"You're looking for three things, generally, in a person," says Warren Buffett. "Intelligence, energy, and integrity. And if they don't have the last one, don't even bother with the first two."
Ideally you want all three, but people don't always cooperate. These qualities tend to be difficult to judge in hiring someone.
So we end up with all sorts of combinations and permutations in organizations.
A lot of people feel that stupid people are the "worst" problem. (I'd argue that intelligent people without integrity are even worse. They know the system, play politics well, and often end up in grey areas. With or without integrity, it's easier to get rid of an unintelligent person than an intelligent one.)
Simplifying greatly (and removing integrity from the equation), we end up with four combinations: stupid and hard-working, stupid and lazy, intelligent and hard-working, and intelligent and lazy.
So what happens with smart, lazy people?
Consider an apt (if admittedly unsettling) example from history: Erich von Manstein, one of the top strategists in Hitler's German Military, described Kurt Gebhard Adolf Philipp Freiherr von Hammerstein-Equord, the former commander-in-chief of the Reichswehr as "… probably one of the cleverest people I ever met."
Both men, according to Ben Breen, are widely credited with the following quote that gets to the heart of the matter.
I divide my officers into four groups. There are clever, diligent, stupid, and lazy officers. Usually two characteristics are combined. Some are clever and diligent — their place is the General Staff. The next lot are stupid and lazy — they make up 90 percent of every army and are suited to routine duties. Anyone who is both clever and lazy is qualified for the highest leadership duties, because he possesses the intellectual clarity and the composure necessary for difficult decisions.

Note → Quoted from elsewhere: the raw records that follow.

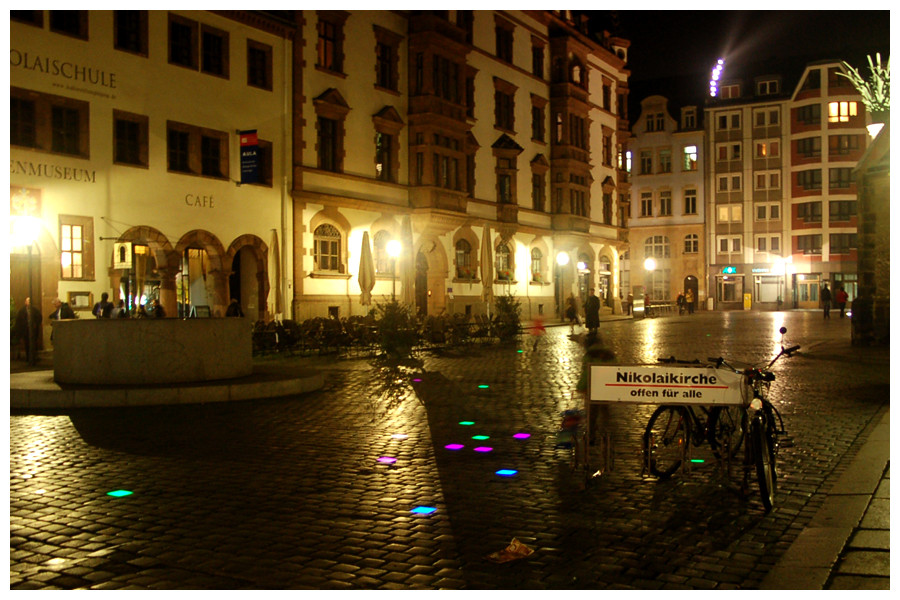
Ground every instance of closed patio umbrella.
[266,229,284,320]
[481,223,494,316]
[357,231,375,306]
[400,215,416,306]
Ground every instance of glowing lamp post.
[386,240,402,301]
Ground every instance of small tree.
[840,53,891,112]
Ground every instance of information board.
[590,365,750,405]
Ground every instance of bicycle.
[643,356,744,479]
[709,327,800,512]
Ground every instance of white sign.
[590,365,750,405]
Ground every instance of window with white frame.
[716,174,741,192]
[753,171,781,190]
[754,139,781,158]
[684,233,700,254]
[754,234,781,254]
[681,146,697,171]
[753,108,781,127]
[756,202,781,221]
[828,102,857,123]
[684,188,697,215]
[716,204,743,223]
[716,235,742,254]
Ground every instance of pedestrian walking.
[566,294,578,333]
[91,292,113,319]
[531,316,547,352]
[16,298,41,366]
[584,288,600,333]
[834,286,850,319]
[821,283,831,319]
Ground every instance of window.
[169,13,200,69]
[797,104,822,125]
[716,204,744,223]
[756,79,778,96]
[716,235,742,254]
[59,215,94,280]
[494,23,513,64]
[753,108,780,127]
[200,132,228,177]
[659,190,672,217]
[166,121,229,179]
[828,135,859,156]
[828,167,856,190]
[828,102,856,123]
[797,234,822,254]
[531,173,546,212]
[684,233,700,254]
[716,174,741,192]
[716,142,741,160]
[797,169,822,190]
[659,149,672,173]
[684,188,697,215]
[313,223,344,273]
[531,94,547,142]
[531,248,544,283]
[531,38,544,79]
[372,229,395,275]
[50,10,88,40]
[641,192,653,217]
[644,235,669,258]
[641,150,653,175]
[682,146,697,171]
[828,233,858,254]
[318,117,340,172]
[753,171,781,190]
[374,25,402,91]
[494,244,513,281]
[456,240,475,279]
[375,132,394,181]
[828,200,856,223]
[797,202,822,223]
[247,40,272,91]
[756,203,781,221]
[9,87,90,158]
[797,137,822,158]
[716,112,741,131]
[113,110,149,167]
[113,10,147,56]
[756,140,781,158]
[316,10,347,73]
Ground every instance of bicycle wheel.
[750,417,775,512]
[706,406,746,459]
[644,406,690,479]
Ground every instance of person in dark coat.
[584,288,600,333]
[16,298,42,366]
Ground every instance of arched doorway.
[416,251,428,317]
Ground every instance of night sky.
[585,10,890,81]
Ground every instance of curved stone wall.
[53,317,253,385]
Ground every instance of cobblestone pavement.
[10,312,890,589]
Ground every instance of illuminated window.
[59,215,94,280]
[828,102,856,123]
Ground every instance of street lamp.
[386,240,403,301]
[556,252,569,319]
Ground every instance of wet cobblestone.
[10,312,889,589]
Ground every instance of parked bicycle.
[643,356,744,479]
[643,327,800,511]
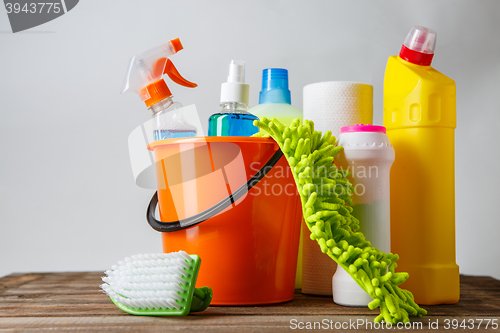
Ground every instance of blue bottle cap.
[259,68,291,104]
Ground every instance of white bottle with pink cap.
[332,125,395,306]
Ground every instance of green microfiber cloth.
[254,118,427,323]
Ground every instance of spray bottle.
[384,26,460,305]
[121,38,197,140]
[208,60,259,136]
[250,68,302,126]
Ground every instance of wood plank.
[0,315,500,333]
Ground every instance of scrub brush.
[101,251,213,316]
[254,118,427,323]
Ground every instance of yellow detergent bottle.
[384,26,460,305]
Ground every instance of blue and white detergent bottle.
[122,38,198,140]
[208,60,259,136]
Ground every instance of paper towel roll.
[304,81,373,138]
[302,81,373,295]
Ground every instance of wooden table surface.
[0,272,500,332]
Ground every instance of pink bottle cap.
[340,124,385,134]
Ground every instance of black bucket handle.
[146,148,283,232]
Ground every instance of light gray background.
[0,0,500,278]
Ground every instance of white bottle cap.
[220,60,250,104]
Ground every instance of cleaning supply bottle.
[121,38,197,140]
[384,26,460,305]
[208,60,259,136]
[250,68,302,126]
[332,124,394,306]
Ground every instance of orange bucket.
[147,137,302,305]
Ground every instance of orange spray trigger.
[163,59,198,88]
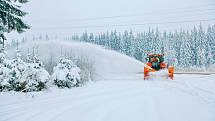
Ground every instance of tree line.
[72,24,215,68]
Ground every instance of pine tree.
[0,0,30,48]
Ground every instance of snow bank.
[8,40,143,80]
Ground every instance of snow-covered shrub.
[52,58,81,88]
[0,52,11,91]
[16,56,49,92]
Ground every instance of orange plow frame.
[144,65,174,80]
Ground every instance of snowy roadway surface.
[0,75,215,121]
[0,41,215,121]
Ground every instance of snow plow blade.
[144,65,174,80]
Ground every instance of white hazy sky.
[7,0,215,36]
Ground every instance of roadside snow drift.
[0,42,215,121]
[8,40,143,80]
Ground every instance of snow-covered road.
[0,75,215,121]
[0,41,215,121]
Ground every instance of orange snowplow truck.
[144,54,174,80]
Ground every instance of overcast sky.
[7,0,215,38]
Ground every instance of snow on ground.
[8,40,143,80]
[0,40,215,121]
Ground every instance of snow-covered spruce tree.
[52,58,81,88]
[17,56,50,92]
[0,0,30,47]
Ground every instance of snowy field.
[0,40,215,121]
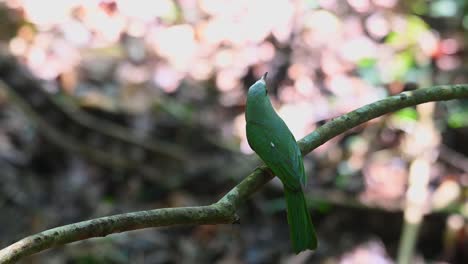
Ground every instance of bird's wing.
[247,122,306,190]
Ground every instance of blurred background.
[0,0,468,263]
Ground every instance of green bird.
[245,73,317,254]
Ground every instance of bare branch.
[0,84,468,263]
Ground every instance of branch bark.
[0,84,468,263]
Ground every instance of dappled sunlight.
[0,0,468,263]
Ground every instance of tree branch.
[0,84,468,263]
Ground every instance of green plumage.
[245,74,317,253]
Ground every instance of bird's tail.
[284,188,317,254]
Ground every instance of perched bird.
[245,73,317,254]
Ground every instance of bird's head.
[247,72,268,100]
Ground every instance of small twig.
[0,84,468,263]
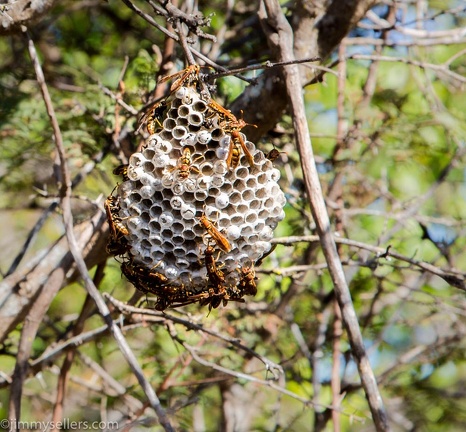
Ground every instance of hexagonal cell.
[112,86,286,299]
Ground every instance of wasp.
[170,147,202,180]
[112,164,129,181]
[155,286,208,311]
[238,267,257,296]
[121,261,171,296]
[104,195,130,255]
[138,99,168,135]
[208,99,257,168]
[204,245,225,293]
[159,64,201,93]
[254,243,277,267]
[265,148,285,162]
[199,215,231,253]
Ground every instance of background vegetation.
[0,0,466,431]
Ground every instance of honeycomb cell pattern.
[109,68,285,309]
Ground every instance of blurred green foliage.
[0,0,466,431]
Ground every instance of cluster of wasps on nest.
[104,65,280,310]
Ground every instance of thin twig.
[26,31,174,431]
[271,235,466,291]
[259,0,390,431]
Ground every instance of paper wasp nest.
[117,87,285,302]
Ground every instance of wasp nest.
[107,67,285,309]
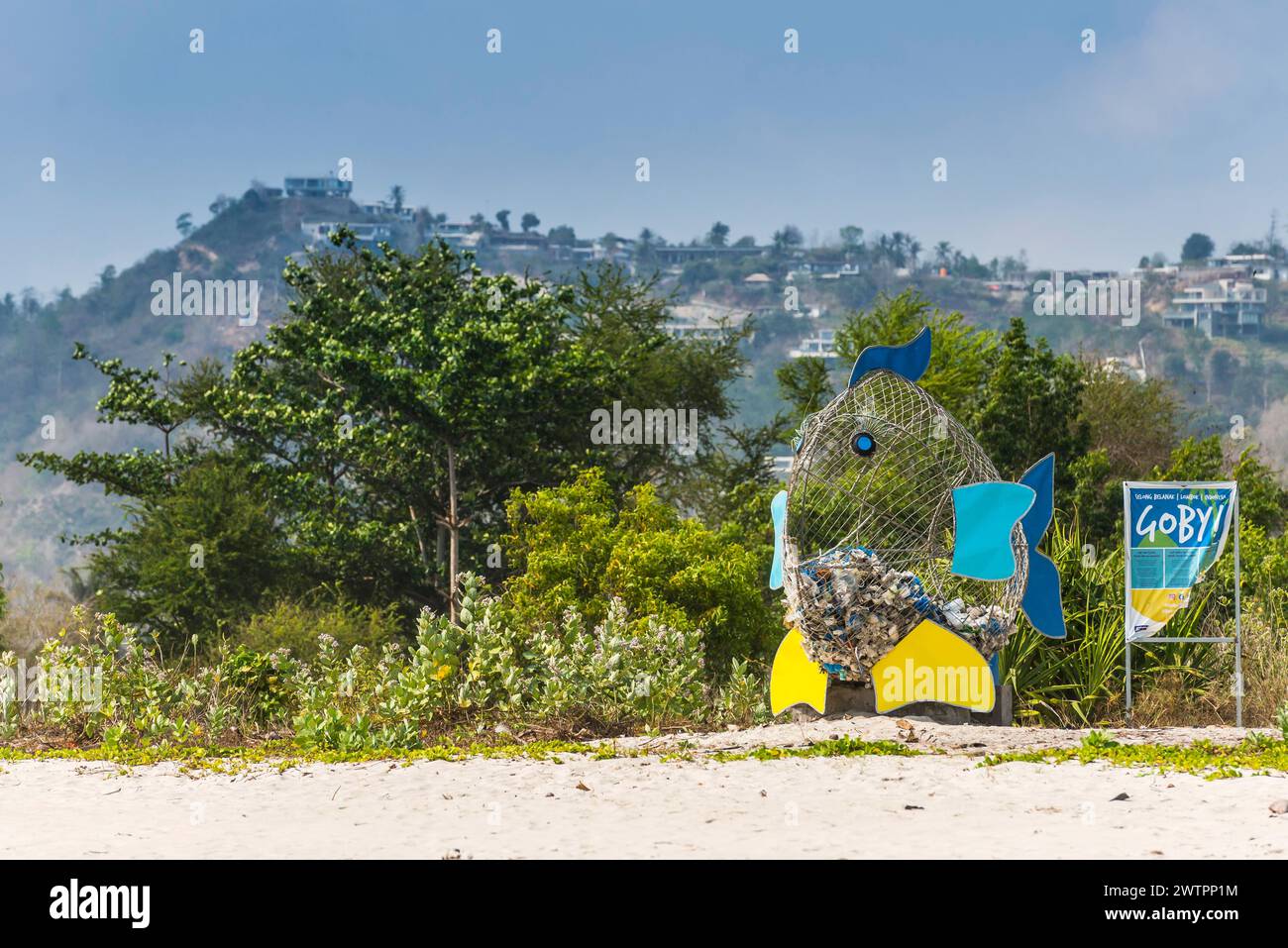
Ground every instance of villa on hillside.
[787,330,838,360]
[300,220,393,246]
[282,174,353,197]
[653,244,765,266]
[664,303,747,339]
[360,201,416,224]
[1163,279,1266,338]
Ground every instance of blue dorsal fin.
[950,480,1034,582]
[850,326,930,387]
[1020,455,1065,639]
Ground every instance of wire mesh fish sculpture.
[770,329,1064,713]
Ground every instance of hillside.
[0,185,1288,579]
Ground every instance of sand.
[0,717,1288,859]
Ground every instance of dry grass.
[0,579,76,658]
[1107,610,1288,728]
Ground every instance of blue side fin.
[952,480,1034,582]
[769,490,787,588]
[1020,455,1065,639]
[850,326,930,387]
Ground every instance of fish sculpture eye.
[850,432,877,458]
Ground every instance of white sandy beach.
[0,717,1288,859]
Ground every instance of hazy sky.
[0,0,1288,293]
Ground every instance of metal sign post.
[1124,480,1243,728]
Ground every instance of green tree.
[90,455,296,651]
[773,224,805,257]
[1181,232,1216,263]
[505,469,781,678]
[975,318,1091,496]
[774,356,836,425]
[841,224,863,252]
[836,288,999,422]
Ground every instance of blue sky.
[0,0,1288,293]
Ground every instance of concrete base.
[790,681,1015,726]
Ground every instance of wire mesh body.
[783,369,1027,682]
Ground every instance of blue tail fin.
[1020,455,1065,639]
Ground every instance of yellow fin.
[865,618,997,713]
[769,629,827,715]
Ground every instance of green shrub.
[505,469,782,678]
[237,596,402,658]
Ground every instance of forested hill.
[0,185,1288,579]
[0,188,416,579]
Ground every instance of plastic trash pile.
[789,546,1014,683]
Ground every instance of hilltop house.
[653,244,765,266]
[1163,279,1266,338]
[787,329,838,360]
[488,231,546,254]
[425,222,485,252]
[283,172,353,197]
[300,220,393,246]
[361,201,416,224]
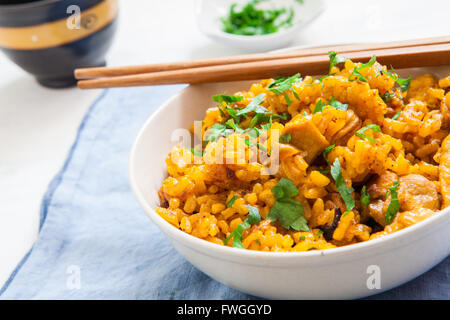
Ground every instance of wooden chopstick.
[78,43,450,89]
[75,36,450,79]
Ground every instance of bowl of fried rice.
[129,52,450,299]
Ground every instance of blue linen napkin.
[0,86,450,299]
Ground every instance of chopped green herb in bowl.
[221,0,303,36]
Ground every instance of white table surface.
[0,0,450,286]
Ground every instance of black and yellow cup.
[0,0,118,88]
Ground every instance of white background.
[0,0,450,286]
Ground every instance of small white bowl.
[196,0,325,52]
[129,70,450,299]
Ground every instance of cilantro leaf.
[236,93,267,116]
[272,178,298,200]
[323,144,336,163]
[269,199,309,231]
[227,194,237,208]
[279,133,292,143]
[284,93,292,106]
[384,181,400,225]
[392,112,401,120]
[349,56,377,82]
[189,148,203,157]
[386,66,411,92]
[206,123,230,142]
[381,91,395,103]
[225,107,241,123]
[360,186,370,207]
[313,99,325,113]
[267,73,300,96]
[223,205,261,249]
[328,51,347,72]
[212,94,244,104]
[267,178,309,231]
[356,124,381,143]
[225,119,244,133]
[328,97,348,111]
[331,158,355,211]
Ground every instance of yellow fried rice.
[156,56,450,252]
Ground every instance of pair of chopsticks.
[75,36,450,89]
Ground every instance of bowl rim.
[128,84,450,262]
[0,0,61,11]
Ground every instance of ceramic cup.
[0,0,118,88]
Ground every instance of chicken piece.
[331,109,362,146]
[398,174,439,211]
[367,171,398,199]
[282,114,330,163]
[439,135,450,209]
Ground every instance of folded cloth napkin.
[0,86,450,299]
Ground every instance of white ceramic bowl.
[129,74,450,299]
[196,0,325,52]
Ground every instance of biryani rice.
[156,55,450,252]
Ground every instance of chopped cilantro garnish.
[284,93,292,106]
[279,133,292,143]
[225,107,241,123]
[189,148,203,157]
[360,186,370,207]
[384,181,400,225]
[381,91,395,103]
[223,205,261,249]
[221,0,295,36]
[356,124,381,143]
[267,178,309,231]
[349,56,377,82]
[206,123,230,142]
[323,144,336,163]
[328,97,348,111]
[267,73,300,96]
[331,158,355,212]
[227,194,237,208]
[328,51,347,72]
[392,112,401,120]
[386,66,411,92]
[225,119,244,133]
[236,93,267,116]
[213,94,244,104]
[313,99,325,113]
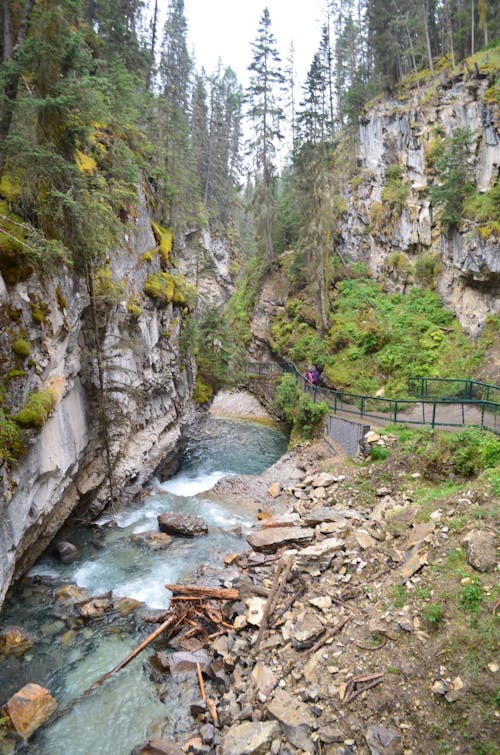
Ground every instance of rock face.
[340,67,500,336]
[7,684,57,739]
[0,189,235,604]
[158,513,208,537]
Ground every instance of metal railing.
[247,362,500,434]
[408,377,500,404]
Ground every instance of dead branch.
[308,613,352,654]
[254,556,293,651]
[165,584,240,600]
[342,673,384,705]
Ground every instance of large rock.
[247,527,314,553]
[131,739,184,755]
[7,684,57,739]
[267,689,315,752]
[467,530,498,572]
[222,721,279,755]
[54,540,80,564]
[295,537,344,577]
[158,512,208,537]
[0,625,33,655]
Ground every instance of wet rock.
[0,625,33,655]
[56,585,89,603]
[130,532,172,551]
[222,721,279,755]
[78,596,113,619]
[292,611,325,650]
[245,598,267,627]
[365,726,403,755]
[251,661,278,697]
[467,530,498,572]
[267,689,315,752]
[131,739,184,755]
[295,537,344,577]
[247,527,314,553]
[115,598,143,616]
[7,684,57,739]
[54,540,80,564]
[311,472,337,488]
[158,512,208,537]
[267,482,281,498]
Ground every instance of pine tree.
[246,8,285,260]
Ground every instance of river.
[0,418,288,755]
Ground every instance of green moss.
[94,267,126,304]
[0,199,34,286]
[144,273,187,306]
[56,286,68,312]
[11,338,31,359]
[14,388,57,428]
[5,370,26,380]
[30,299,50,325]
[127,296,142,320]
[142,247,158,262]
[151,220,174,263]
[193,373,214,404]
[0,409,24,463]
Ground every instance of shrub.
[151,220,174,263]
[14,388,57,429]
[0,409,24,463]
[144,273,187,306]
[422,603,444,629]
[12,337,31,359]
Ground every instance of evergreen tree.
[246,8,285,260]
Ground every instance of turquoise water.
[0,418,287,755]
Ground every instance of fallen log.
[308,613,352,655]
[165,584,240,600]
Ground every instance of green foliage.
[150,220,174,264]
[430,128,474,227]
[370,446,391,461]
[422,603,445,629]
[193,373,214,404]
[11,336,31,359]
[144,272,188,306]
[0,409,24,463]
[459,577,484,613]
[93,267,126,305]
[14,388,57,429]
[275,373,329,444]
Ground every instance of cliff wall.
[338,67,500,336]
[0,192,217,602]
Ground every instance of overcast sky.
[184,0,322,86]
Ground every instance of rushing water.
[0,418,287,755]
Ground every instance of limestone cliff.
[338,55,500,336]
[0,195,233,602]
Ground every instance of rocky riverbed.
[1,426,498,755]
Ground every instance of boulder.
[158,512,208,537]
[467,530,498,572]
[267,689,315,752]
[54,540,80,564]
[131,739,184,755]
[222,721,279,755]
[247,527,314,553]
[0,625,33,655]
[7,684,57,739]
[130,531,172,551]
[295,537,344,577]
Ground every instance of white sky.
[184,0,323,86]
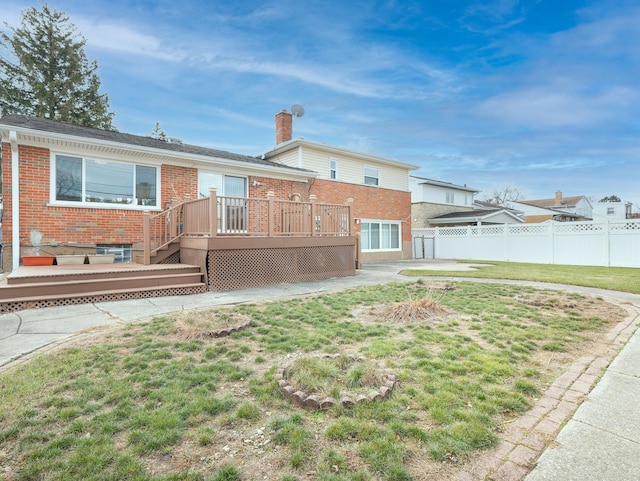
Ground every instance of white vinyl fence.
[412,219,640,267]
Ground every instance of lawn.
[0,281,625,481]
[402,261,640,294]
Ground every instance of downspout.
[9,130,20,270]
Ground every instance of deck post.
[267,190,276,237]
[142,210,151,266]
[309,194,320,236]
[209,187,218,237]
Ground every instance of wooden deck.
[0,263,207,313]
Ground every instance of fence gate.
[413,235,435,259]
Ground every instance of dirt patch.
[176,310,251,340]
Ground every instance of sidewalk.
[0,260,640,481]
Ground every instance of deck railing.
[143,188,353,264]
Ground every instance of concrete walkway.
[0,260,640,481]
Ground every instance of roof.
[519,195,585,209]
[411,175,480,193]
[0,114,312,173]
[428,209,524,224]
[265,137,420,170]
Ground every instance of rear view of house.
[0,114,414,281]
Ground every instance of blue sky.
[2,0,640,206]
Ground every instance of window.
[360,221,400,251]
[52,155,160,207]
[329,159,338,179]
[198,171,249,233]
[96,244,132,263]
[364,167,380,185]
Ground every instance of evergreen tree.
[0,3,115,130]
[151,122,167,141]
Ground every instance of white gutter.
[0,124,318,180]
[9,130,20,270]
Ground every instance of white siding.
[298,147,409,191]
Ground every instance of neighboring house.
[409,175,478,228]
[409,176,522,229]
[0,110,413,270]
[427,209,524,227]
[593,202,633,220]
[264,110,418,261]
[507,191,593,223]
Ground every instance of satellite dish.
[291,104,304,117]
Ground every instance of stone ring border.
[276,354,397,410]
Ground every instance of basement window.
[360,220,401,252]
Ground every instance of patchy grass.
[402,260,640,294]
[0,283,624,481]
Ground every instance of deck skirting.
[180,236,356,291]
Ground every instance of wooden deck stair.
[0,263,207,313]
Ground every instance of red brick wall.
[2,143,411,257]
[311,179,413,261]
[311,179,411,242]
[2,144,198,245]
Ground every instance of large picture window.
[360,221,400,251]
[53,155,159,207]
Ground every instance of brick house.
[264,110,418,261]
[0,110,418,271]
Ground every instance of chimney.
[276,109,293,145]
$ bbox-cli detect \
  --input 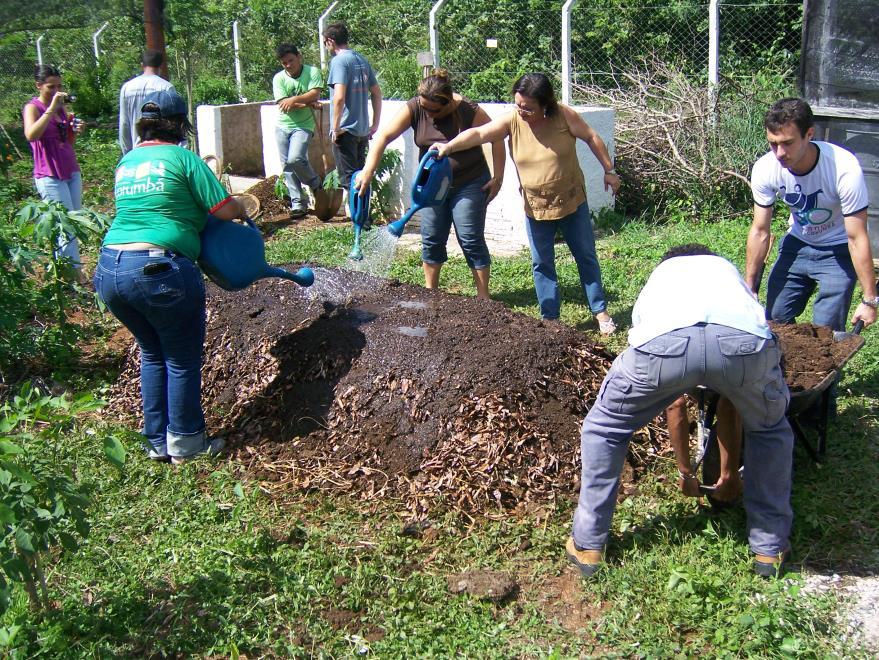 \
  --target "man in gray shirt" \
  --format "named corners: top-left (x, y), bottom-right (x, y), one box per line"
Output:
top-left (119, 48), bottom-right (174, 156)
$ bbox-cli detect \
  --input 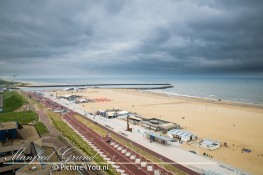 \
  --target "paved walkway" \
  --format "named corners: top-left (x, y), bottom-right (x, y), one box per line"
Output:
top-left (45, 93), bottom-right (252, 175)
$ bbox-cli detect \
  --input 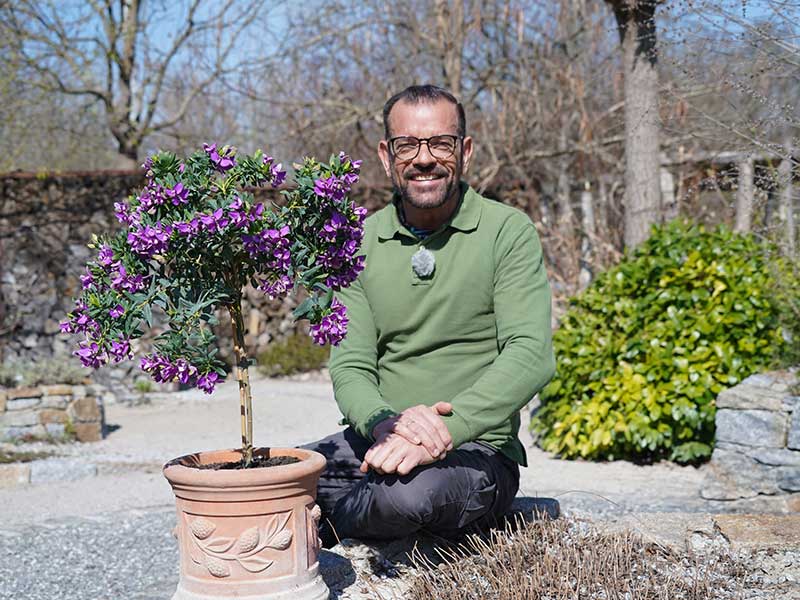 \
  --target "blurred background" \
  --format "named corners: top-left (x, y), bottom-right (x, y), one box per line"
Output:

One must beware of anyone who is stupid and diligent — he must not be entrusted with any responsibility because he will always cause only mischief.
Let's break it down a bit more.
Stupid and lazy
You can accommodate unintelligent and lazy people by separating work into chunks. We do this all the time by breaking jobs down into routine tasks, creating policies and procedures that remove any need of judgment.
(My guess is this happens eventually in every organization because at some point the response to consistently poor judgment calls is to create a bureaucratic process/policy that (attempts to) remove that error.) It's all a very McDonald's like and these people tend to be easily replaceable.
Stupid and energetic
Von Hammerstein-Equord recognized these people cause "nothing but mischief." To him, they should be fired immediately. I tend to agree. Despite good intentions, they often create more work for others.
Intelligent and energetic
You want these people around. I'm guessing that von Hammerstein-Equord thought they'd be fit for middle management. Which makes sense. I imagine he saw them as company men: Safe, reliable, rule-following.
He likely saw them as people that didn't challenge authority or speak up. I think this is a bit of a leap; I know plenty of hard working smart people who, occasionally, challenge authority. I think this happens for a few reasons. Perhaps they've grown too frustrated with what they see as absurdity. Or perhaps, and this is more likely, they put away ambitions of climbing the corporate ladder. (Depending on your organization, smart and unquestioning can be the easiest way to a promotion).
Intelligent and lazy
An under-appreciated aspect of today's workforce that von Hammerstein-Equord thought fit to lead "because he possesses the intellectual clarity and the composure necessary for difficult decisions."
These people can be challenging to work with. They delegate and trust people to do their jobs. They don't micromanage; they question. They avoid unproductive things (think meetings, paper shuffling, busy work). They don't seek consensus because often that means more work, not less. They focus on a few key priorities. They don't run around with solutions looking for problems.
Often they have no desire to 'move up' in an organization. This gives them the freedom to be different.
It may be uncomfortable to say considering the government he worked for, but maybe von Hammerstein-Equord was onto something.
Considering the framework above, it's interesting to contemplate the consequences of mismatching types and jobs.